Segundo ele, o embarque por navio custaria US$ 0,15/kg; enquanto por avião, ficou em US$ 1,30/kg – diferença de 767%. Nesse caso, o custo extra ficou com o comprador, já que o contrato acertado entre as partes era do tipo Free on Board (FOB), portanto a responsabilidade do vendedor só vai até o despacho da mercadoria

O Cecafé estima que, entre maio e agosto de 2021, os entraves logísticos no transporte marítimo impediram que o Brasil exportasse cerca de 3,5 milhões de sacas de 60 kg de café, o que equivaleria a aproximadamente US$ 500 milhões.
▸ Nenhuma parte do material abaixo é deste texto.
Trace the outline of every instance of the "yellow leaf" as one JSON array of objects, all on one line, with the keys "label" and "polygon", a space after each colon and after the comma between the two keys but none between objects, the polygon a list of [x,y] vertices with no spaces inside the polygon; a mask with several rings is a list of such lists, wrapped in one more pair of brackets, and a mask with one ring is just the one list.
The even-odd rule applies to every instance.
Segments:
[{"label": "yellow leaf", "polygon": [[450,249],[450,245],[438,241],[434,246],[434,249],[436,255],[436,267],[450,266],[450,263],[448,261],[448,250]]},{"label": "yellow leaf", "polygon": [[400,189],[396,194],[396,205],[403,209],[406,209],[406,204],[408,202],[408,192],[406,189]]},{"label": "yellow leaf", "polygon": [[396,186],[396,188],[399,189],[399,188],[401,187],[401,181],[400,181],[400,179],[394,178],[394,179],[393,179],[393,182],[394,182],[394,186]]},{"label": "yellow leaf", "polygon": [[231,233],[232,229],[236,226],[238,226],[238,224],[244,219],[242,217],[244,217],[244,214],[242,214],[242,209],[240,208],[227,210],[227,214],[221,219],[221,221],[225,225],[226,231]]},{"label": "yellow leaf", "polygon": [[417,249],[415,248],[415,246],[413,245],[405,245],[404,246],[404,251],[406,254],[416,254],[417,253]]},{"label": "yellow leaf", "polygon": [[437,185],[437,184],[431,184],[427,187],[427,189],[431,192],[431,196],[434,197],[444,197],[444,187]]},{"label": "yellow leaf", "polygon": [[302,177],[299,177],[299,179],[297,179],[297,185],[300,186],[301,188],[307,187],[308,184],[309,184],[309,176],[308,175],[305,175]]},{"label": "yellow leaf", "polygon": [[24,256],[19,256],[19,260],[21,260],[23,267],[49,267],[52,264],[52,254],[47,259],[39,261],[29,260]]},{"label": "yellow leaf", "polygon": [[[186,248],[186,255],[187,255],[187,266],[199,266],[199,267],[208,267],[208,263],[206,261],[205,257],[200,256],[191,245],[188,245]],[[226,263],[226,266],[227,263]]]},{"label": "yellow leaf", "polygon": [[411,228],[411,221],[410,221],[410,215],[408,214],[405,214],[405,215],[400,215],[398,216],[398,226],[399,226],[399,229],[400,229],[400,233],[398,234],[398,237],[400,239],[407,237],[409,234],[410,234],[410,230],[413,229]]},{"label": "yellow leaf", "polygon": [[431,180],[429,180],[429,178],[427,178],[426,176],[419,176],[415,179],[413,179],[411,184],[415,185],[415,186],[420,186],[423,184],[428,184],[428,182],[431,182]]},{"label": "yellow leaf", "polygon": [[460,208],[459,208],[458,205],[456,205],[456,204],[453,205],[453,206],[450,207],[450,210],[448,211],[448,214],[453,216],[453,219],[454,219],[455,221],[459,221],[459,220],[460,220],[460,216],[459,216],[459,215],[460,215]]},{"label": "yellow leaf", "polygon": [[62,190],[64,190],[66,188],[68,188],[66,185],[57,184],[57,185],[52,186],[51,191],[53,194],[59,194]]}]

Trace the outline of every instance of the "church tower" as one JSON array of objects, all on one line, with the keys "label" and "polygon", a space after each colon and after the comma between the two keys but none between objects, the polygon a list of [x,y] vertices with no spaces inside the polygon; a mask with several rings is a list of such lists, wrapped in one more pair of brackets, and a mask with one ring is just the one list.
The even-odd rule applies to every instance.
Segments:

De acordo com a entidade, nos dois primeiros meses do atual ano-safra (julho e agosto), o volume de café exportado pelo Brasil caiu 18,7%, para 5,54 milhões de sacas de 60 kg, principalmente por causa dos gargalos logísticos – embora a receita tenha avançado em 2,8% no período, para US$ 831,7 milhões.

Os problemas vêm do aumento na demanda por navios com o avanço da vacinação contra a covid-19 e a reabertura de algumas das principais economias globais, como a dos Estados Unidos e as de países europeus.

“Vamos trabalhar sempre na diversificação de modais”, diz o diretor-geral do Cecafé, Marcos Matos. O órgão prevê que a situação seja superada a partir do segundo semestre de 2022.